As Will Straw wrote on this blog:
“In June 2006, George Osborne wrote in the Telegraph:
‘Many of the regulations that affect the City, such as the Markets in Financial Instruments Directive, originate with the European Commission.
‘I fear that much of this regulation has been burdensome, complex and makes cross-border market penetration more difficult. This is exactly the wrong direction in which Europe should be heading and it threatens the global competitiveness of the City of London.’
“Indeed, as late as August 2007 – when credit market were starting to freeze – the Sunday Telegraph revealed that the Tories had ‘a radical programme of cuts in red tape and regulation aimed at saving British businesses £14 billion a year’.”
Labour must take responsibility for its mistakes, but on spending and regulation, Cameron’s Conservatives were complicit. After all, the Tories backed Brown’s spending plans before 2008.
Having skated over this unfortunate fact, the next part of Cameron’s logic is, of course, that Labour spent us into debt , and the Conservatives have to repay it:
“The only way out of a debt crisis is to deal with your debts. That’s why households are paying down their credit card and store card bills. It means banks getting their books in order. And it means governments – all over the world – cutting spending and living within their means.”

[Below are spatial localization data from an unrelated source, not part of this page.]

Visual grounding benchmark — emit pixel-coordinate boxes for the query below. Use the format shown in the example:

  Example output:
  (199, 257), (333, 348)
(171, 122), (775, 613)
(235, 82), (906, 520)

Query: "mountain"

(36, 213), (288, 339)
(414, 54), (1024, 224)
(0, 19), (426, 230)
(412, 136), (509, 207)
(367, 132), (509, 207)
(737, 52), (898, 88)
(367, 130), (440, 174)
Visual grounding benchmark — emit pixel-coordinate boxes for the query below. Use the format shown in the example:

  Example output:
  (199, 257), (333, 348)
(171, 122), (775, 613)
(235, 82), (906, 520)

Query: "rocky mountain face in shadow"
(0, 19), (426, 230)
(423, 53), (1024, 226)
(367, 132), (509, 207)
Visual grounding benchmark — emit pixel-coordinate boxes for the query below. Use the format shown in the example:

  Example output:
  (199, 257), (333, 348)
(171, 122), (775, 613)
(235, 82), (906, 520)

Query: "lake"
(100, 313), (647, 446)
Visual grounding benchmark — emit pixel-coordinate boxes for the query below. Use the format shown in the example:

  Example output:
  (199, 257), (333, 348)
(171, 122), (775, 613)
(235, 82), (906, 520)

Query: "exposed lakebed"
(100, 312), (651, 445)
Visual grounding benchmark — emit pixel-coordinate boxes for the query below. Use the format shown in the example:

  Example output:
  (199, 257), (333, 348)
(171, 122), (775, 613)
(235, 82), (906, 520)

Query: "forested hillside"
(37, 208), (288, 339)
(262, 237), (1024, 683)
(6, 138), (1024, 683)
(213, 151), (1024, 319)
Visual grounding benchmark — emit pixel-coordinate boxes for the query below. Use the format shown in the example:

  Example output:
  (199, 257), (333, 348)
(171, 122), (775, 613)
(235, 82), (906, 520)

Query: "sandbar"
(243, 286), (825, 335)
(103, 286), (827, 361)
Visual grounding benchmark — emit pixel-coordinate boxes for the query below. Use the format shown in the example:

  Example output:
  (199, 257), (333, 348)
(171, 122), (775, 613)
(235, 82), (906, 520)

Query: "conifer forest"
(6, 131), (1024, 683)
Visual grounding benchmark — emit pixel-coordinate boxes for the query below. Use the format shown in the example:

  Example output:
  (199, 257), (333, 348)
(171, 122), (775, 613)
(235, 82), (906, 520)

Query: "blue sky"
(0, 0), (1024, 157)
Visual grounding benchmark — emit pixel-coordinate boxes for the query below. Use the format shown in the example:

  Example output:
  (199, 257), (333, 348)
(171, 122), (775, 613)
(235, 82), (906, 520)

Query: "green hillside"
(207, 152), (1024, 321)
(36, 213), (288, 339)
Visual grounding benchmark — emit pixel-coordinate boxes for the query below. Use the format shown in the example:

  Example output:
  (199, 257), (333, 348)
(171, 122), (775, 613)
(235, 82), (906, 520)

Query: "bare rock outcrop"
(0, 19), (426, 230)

And yet, we are still deficit financing our public spending. Cameron went on to say:
“Our plan is right. And our plan will work.”
But growth estimates are being repeatedly downgraded, and so is the projected reduction in deficit reduction. As Cormac Hollingsworth wrote on Left Foot Forward in July:
“The coalition’s spending plans are factored into the Office for Budget Responsibility’s (OBR)’ new predictions that have followed the June budget, the November spending review and the March budget. Each time they made a lower prediction of growth for 2011 and a higher prediction for borrowing.
“The Treasury has indicated consensus growth for 2011 is 1.3%. Growth at that level for fiscal year 2011 would result in borrowing of 8.15% of GDP, just below that predicted for Mr Darling’s budget.
“From the OBR’s estimates we can project that if growth for fiscal year 2011 is below 1.1% then we could be in a scenario where the coalition is borrowing more than Labour.”
The Office for National Statistics’ estimates for the first two quarters of this year are 0.4 per cent and 0.1 per cent, leading to the real possibility than the government’s cutting will lead to less deficit reduction than there would have been under the Darling plan.
There is where the central political battles lie, but the regular fixtures made an appearance as well. So, for example, the spin beloved of politicians of all stripes that the ‘immigrants took the jobs’. As Cameron put it:
“An economy that works for everyone means sorting out welfare and immigration too. Welfare began as a life-line. For too many it’s become a way of life. Generation after generation in the cycle of dependency – and we are determined to break it. Part of our answer is controlling immigration. So we’ve put a cap on the numbers of non-EU immigrants allowed to come into our country to work. “
Apart from this passage committing the basic “lump of labour” fallacy, it also depends on a statistical trick which, as Declan Gaffney has shown on Left Foot Forward, can be used to show, for example, that the disabled took all the jobs that those on benefits should have taken up.
He also complained about rigid, “outdated employment regulations” holding back British industry, even though we have less employment protection than every other OECD country apart from America.
In fact, the idea that job protection might help safeguard the families that the prime minister claims he cares so much about does not seem to have occurred to him. Nor that the government’s planned welfare reforms are going to incentivise family break up.
“The bill will do irreparable harm to the NHS, to individual patients and to society as a whole.”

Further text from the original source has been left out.